September 10, 2018 / 10:09 AM / 8 days ago

Türkische Wirtschaft wächst langsamer - Weitere Abkühlung erwartet

Istanbul (Reuters) - Die türkische Wirtschaft hat ihr Wachstum im zweiten Quartal angesichts der Währungskrise gedrosselt.

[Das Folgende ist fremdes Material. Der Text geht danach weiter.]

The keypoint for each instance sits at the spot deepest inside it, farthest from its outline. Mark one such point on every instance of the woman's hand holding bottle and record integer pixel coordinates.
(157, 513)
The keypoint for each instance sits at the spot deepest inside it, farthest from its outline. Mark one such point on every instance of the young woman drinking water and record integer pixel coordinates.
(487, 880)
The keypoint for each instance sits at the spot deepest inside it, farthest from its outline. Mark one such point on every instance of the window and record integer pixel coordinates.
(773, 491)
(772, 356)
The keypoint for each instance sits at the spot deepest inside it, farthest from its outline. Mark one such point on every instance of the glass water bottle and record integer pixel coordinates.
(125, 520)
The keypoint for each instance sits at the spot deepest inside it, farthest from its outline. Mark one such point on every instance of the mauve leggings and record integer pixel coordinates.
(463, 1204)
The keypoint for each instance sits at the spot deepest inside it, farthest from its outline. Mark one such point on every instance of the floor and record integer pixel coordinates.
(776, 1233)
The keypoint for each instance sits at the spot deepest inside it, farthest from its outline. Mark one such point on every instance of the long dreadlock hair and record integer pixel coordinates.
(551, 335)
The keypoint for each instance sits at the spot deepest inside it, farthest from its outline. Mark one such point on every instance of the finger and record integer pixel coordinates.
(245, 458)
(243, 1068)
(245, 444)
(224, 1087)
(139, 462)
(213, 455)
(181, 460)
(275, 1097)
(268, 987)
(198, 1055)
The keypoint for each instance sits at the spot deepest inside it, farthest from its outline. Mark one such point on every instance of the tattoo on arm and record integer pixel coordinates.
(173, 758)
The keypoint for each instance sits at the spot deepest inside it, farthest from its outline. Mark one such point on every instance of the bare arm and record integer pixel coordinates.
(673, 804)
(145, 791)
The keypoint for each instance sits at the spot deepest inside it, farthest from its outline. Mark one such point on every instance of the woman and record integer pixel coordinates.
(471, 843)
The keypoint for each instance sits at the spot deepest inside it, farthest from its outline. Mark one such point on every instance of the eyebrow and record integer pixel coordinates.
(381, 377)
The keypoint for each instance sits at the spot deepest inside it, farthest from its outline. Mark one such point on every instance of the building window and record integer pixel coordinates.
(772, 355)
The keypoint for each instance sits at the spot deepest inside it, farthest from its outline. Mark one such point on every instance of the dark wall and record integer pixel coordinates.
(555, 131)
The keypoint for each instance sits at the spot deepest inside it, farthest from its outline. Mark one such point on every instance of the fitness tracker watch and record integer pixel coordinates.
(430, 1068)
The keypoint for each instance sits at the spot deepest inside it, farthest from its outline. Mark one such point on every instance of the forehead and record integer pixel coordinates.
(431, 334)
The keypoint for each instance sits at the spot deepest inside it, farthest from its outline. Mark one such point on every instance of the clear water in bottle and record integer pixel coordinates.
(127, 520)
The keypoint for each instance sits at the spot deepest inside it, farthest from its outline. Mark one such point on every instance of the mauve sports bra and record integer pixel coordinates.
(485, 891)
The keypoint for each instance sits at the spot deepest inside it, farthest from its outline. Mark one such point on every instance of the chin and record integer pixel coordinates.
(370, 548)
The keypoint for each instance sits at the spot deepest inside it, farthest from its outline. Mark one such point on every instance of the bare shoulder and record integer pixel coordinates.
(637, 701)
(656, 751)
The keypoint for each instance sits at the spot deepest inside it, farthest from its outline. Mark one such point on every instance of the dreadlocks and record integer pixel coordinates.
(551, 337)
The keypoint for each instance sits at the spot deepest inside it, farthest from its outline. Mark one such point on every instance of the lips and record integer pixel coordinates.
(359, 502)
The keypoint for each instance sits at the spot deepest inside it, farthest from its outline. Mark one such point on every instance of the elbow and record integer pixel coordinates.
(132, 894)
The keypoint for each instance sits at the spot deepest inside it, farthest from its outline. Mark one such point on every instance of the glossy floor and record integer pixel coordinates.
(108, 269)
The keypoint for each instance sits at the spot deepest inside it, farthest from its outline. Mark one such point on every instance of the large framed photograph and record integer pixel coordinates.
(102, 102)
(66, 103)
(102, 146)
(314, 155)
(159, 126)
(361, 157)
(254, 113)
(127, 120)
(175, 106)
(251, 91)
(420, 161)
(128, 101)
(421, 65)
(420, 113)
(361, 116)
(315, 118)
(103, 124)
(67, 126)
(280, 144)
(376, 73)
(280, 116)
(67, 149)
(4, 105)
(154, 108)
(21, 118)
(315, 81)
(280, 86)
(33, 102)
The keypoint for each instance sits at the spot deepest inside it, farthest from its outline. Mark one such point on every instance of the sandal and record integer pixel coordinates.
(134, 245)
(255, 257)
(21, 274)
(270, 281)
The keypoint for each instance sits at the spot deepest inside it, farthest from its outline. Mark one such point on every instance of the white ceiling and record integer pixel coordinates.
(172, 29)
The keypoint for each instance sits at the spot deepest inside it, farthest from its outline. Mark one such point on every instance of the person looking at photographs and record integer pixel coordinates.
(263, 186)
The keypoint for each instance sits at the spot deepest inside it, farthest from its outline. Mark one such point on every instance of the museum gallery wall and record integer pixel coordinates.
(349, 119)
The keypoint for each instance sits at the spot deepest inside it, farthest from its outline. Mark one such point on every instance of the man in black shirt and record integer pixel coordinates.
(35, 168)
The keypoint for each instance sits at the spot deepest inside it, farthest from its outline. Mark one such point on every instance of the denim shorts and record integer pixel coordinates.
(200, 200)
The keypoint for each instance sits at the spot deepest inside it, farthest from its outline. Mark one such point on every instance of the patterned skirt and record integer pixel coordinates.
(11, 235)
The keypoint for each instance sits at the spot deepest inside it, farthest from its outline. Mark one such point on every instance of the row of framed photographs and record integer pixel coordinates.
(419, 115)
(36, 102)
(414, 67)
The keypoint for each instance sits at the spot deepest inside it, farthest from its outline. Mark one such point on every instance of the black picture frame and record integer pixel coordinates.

Workers are seen at the construction site of a new mosque at Taksim square in central Istanbul, Turkey September 1, 2018. REUTERS/Umit Bektas

Das Bruttoinlandsprodukt legte zwischen April und Juni nur noch um 5,2 Prozent zum Vorjahreszeitraum zu, wie aus den am Montag veröffentlichten amtlichen Daten hervorgeht. Zu Jahresbeginn hatte es noch zu 7,3 Prozent gereicht.

“Die türkische Wirtschaft dürfte in den kommenden Quartalen angesichts der kräftigen Abwertung der Landeswährung Lira noch mehr Schwung verlieren”, sagte Rabobank-Ökonom Piotr Matys voraus. Von Reuters befragte Ökonomen erwarten für das Gesamtjahr 2018 deshalb nur noch ein Plus von 3,3 Prozent. Damit würde sich das Wachstum mehr als halbieren: 2017 expandierte das lange Zeit boomende Schwellenland noch um 7,4 Prozent.

Die Lira hat seit Jahresbeginn etwa 40 Prozent an Wert zum Dollar verloren. Dadurch werden Importe deutlich teurer. Die Inflationsrate kletterte dadurch im August auf 17,9 Prozent, was die Kaufkraft von Konsumenten drückt und die Kosten von Unternehmen nach oben treibt. Laut einer Umfrage der Zentralbank unter Managern und Ökonomen könnte die Teuerung am Jahresende sogar auf knapp 20 Prozent steigen. Erwartet wird deshalb, dass die Währungshüter mit Zinserhöhungen gegensteuern. Experten gehen davon aus, dass sie am Donnerstag den Leitsatz von aktuell 17,75 auf 22,0 Prozent anheben werden. Höhere Zinsen machen eine Währung attraktiver und können den Kursverfall aufhalten.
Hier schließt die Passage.